Short term effects of aerobic training in the clinical management of moderate to severe asthma in children

J Neder 1, L Nery 1, A Silva 1, A Cabral 1, A Fernandes 1
PMCID: PMC1745434  PMID: 10325894

Abstract

BACKGROUND—Aerobic training has a number of well known beneficial effects in both normal and asthmatic children.

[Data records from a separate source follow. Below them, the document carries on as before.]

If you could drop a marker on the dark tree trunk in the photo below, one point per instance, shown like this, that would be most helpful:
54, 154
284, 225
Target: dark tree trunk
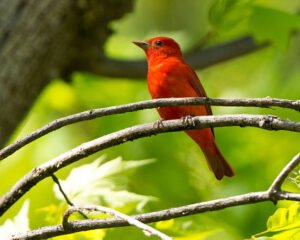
41, 40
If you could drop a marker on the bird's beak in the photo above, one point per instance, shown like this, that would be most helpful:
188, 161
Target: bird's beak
142, 44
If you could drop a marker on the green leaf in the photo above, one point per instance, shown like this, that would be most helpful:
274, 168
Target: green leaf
104, 183
226, 14
20, 223
273, 25
283, 224
284, 219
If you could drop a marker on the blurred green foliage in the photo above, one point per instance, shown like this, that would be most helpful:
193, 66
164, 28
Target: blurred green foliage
179, 176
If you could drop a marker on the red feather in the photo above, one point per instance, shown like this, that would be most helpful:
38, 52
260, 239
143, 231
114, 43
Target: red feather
170, 76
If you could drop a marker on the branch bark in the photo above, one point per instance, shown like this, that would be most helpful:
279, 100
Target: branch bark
274, 194
118, 215
129, 134
95, 113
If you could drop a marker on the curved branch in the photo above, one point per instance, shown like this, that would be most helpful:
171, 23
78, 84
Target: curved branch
136, 132
95, 113
214, 205
118, 215
199, 58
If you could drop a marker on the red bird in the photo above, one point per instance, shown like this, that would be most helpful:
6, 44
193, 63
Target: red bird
170, 76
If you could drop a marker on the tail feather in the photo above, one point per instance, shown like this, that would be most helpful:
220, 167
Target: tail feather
216, 162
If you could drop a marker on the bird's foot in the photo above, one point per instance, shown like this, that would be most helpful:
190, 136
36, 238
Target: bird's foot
187, 120
158, 123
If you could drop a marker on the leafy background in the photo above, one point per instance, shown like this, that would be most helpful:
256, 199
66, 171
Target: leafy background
178, 175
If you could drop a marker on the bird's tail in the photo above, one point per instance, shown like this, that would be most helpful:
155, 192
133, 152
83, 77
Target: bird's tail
216, 162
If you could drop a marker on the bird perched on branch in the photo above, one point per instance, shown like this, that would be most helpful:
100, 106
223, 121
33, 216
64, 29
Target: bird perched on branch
170, 76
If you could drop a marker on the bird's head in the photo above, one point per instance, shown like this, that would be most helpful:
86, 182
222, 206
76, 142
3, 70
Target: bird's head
159, 47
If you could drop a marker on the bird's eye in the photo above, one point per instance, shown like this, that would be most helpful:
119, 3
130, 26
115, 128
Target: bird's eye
159, 43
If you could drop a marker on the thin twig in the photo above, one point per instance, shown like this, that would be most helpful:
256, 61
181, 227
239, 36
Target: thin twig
136, 132
276, 185
214, 205
65, 196
118, 215
95, 113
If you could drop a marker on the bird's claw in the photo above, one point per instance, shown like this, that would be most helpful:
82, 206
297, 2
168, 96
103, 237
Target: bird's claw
158, 123
187, 120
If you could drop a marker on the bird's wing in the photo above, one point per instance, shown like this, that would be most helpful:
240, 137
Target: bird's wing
196, 85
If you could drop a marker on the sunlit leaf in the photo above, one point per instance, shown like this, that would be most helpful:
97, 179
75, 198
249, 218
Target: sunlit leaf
20, 223
226, 14
273, 25
104, 183
284, 223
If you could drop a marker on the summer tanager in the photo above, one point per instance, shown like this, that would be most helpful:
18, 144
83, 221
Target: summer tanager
170, 76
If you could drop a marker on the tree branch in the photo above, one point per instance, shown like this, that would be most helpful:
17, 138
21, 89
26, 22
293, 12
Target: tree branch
214, 205
118, 215
199, 58
128, 134
95, 113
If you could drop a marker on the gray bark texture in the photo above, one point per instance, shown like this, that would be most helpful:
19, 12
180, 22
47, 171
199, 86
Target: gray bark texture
42, 40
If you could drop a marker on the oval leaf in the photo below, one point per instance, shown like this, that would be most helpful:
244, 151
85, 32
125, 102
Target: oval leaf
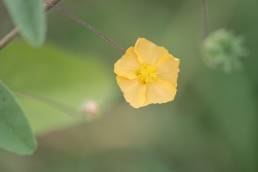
29, 17
15, 133
53, 74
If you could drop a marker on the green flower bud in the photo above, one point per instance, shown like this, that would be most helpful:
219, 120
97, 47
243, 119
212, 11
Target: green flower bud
224, 50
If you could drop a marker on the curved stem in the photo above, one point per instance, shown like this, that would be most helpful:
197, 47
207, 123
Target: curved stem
13, 33
88, 26
205, 18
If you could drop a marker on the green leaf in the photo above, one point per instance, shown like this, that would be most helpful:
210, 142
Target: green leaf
15, 132
29, 17
51, 73
230, 99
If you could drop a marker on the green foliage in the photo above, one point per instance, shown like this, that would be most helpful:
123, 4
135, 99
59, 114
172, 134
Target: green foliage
15, 132
53, 74
224, 50
29, 16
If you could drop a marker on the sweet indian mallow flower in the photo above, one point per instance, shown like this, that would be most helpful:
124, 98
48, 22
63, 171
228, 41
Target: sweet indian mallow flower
147, 74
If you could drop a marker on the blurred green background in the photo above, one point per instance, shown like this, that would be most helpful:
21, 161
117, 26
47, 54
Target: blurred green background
210, 127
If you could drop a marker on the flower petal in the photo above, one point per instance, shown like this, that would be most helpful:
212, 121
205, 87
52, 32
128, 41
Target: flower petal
148, 52
160, 92
168, 68
127, 65
134, 91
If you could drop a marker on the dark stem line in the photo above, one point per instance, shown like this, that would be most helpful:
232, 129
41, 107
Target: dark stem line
205, 18
88, 26
52, 103
9, 37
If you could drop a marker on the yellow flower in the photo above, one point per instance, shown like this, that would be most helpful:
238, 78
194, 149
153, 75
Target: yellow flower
147, 74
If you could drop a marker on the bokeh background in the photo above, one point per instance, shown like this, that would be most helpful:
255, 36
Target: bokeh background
210, 127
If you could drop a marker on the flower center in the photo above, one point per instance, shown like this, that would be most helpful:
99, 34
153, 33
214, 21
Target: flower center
147, 73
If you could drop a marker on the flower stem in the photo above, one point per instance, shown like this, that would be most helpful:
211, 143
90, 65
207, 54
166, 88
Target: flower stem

However, the impact of training on the clinical management of the underlying bronchial asthma remains controversial, particularly in the most severe patients.
METHODS—Clinical evaluation, spirometric tests, symptom limited maximum exercise testing, and exercise challenge tests were performed in a group of children with stable moderate to severe asthma. Forty two patients (24 boys) aged 8-16 were evaluated twice: before and after supervised aerobic training (group 1, n = 26) and two months apart (untrained group 2, n =16).

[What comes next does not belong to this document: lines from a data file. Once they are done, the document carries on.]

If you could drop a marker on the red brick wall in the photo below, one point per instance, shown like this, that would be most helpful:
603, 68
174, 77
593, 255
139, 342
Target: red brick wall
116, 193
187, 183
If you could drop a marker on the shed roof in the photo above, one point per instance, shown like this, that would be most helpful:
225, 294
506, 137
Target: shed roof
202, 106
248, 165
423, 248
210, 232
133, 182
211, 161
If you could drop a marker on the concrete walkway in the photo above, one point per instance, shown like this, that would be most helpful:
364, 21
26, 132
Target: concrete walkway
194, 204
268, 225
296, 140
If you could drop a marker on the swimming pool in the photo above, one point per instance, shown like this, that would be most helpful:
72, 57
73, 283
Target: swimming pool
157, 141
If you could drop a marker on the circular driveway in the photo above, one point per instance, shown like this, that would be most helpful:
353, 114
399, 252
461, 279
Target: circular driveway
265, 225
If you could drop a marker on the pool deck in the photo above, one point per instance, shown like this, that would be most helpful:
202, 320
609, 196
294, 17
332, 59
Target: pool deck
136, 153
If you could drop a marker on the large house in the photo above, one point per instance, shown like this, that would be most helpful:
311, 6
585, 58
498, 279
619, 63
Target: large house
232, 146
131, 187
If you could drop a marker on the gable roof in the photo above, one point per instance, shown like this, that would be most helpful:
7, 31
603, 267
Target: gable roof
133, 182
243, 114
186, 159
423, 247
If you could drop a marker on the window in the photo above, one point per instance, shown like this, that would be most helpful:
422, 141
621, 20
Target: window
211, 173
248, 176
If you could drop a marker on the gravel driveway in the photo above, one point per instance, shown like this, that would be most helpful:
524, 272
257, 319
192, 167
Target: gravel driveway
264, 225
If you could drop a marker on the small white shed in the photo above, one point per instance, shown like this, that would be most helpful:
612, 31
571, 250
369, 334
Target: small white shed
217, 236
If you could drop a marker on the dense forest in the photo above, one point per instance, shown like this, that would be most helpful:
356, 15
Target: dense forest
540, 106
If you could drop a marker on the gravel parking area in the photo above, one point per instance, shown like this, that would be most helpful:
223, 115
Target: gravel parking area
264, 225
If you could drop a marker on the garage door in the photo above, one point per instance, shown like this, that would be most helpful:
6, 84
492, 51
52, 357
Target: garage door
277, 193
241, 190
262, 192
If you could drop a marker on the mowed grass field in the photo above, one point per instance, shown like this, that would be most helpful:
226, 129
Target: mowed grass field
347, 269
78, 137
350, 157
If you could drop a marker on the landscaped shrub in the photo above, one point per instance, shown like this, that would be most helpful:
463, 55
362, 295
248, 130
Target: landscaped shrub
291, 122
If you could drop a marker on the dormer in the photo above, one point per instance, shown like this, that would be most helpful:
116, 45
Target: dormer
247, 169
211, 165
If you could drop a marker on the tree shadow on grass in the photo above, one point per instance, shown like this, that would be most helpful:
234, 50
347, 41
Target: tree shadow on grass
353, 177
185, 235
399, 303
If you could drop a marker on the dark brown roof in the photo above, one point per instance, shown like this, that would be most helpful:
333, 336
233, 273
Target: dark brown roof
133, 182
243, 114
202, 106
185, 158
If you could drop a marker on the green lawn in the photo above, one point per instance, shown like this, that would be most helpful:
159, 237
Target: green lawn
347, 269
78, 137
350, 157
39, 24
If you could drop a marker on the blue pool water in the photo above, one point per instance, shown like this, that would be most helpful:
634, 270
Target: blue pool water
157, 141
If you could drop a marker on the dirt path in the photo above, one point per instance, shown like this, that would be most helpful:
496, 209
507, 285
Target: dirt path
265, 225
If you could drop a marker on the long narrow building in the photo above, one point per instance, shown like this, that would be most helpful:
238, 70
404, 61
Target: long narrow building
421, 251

RESULTS—Spirometric and maximal exercise variables in the initial evaluation were significantly reduced in group 1 (p<0.05) but medication and clinical scores and the occurrence of exercise induced bronchospasm (EIB) did not differ between the two groups. Aerobic improvement with training (maximal oxygen uptake and/or anaerobic threshold increment >10% and 100 ml) was inversely related to the baseline level of fitness and was independent of disease severity. Although the clinical score and the occurrence of EIB did not change after training, aerobic improvement was associated with a significant reduction in the medication score and the daily use of both inhaled and oral steroids (p<0.05).
CONCLUSIONS—Aerobic improvement with training in less fit asthmatic children is related to a short term decrease in the daily use of inhaled and oral steroids, independent of the severity of the disease.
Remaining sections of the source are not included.